Pair Trading with Aragon and Brazilian Digital

The main advantage of trading using opposite Aragon and Brazilian Digital positions is that it hedges away some unsystematic risk. Because of two separate transactions, even if Aragon position performs unexpectedly, Brazilian Digital can make up some of the losses. Pair trading also minimizes risk from directional movements in the market. For example, if an entire industry or sector drops because of unexpected headlines, the short position in Brazilian Digital will offset losses from the drop in Brazilian Digital's long position.

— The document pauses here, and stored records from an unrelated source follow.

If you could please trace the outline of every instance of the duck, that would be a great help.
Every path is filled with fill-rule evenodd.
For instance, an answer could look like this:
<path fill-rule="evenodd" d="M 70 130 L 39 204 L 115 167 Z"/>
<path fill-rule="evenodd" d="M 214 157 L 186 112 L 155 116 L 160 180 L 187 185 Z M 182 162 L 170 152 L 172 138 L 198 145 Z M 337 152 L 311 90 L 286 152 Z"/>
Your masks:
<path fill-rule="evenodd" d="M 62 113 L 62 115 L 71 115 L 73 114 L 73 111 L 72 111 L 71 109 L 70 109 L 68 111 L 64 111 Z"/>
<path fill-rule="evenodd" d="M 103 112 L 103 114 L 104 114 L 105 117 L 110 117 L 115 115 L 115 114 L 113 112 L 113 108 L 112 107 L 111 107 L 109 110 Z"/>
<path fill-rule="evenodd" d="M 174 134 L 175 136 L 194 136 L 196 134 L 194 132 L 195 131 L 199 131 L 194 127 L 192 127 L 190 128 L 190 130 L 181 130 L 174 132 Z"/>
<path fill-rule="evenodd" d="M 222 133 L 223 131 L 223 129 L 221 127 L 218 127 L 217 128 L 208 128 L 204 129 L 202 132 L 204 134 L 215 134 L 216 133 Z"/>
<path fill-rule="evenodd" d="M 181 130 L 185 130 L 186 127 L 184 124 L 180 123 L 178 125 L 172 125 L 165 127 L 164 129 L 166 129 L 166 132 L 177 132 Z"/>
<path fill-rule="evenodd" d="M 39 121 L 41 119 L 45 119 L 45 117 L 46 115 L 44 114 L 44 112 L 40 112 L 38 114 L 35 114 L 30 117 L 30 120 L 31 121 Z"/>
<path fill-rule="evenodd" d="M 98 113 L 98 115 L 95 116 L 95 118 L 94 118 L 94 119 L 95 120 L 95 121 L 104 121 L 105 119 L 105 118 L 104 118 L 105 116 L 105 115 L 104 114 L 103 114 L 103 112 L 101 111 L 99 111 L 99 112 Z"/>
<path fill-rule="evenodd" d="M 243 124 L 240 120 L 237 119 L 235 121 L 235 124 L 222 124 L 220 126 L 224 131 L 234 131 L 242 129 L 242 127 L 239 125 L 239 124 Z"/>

The idea behind Aragon and Brazilian Digital Token pairs trading is to make the combined position market-neutral, meaning the overall market's direction will not affect its win or loss (or potential downside or upside). This can be achieved by designing a pairs trade with two highly correlated stocks or equities that operate in a similar space or sector, making it possible to obtain profits through simple and relatively low-risk investment.
Check out your portfolio center. Note that this page's information should be used as a complementary analysis to find the right mix of equity instruments to add to your existing portfolios or create a brand new portfolio. You can also try Portfolio Anywhere module to track or share privately all of your investments from the convenience of any device.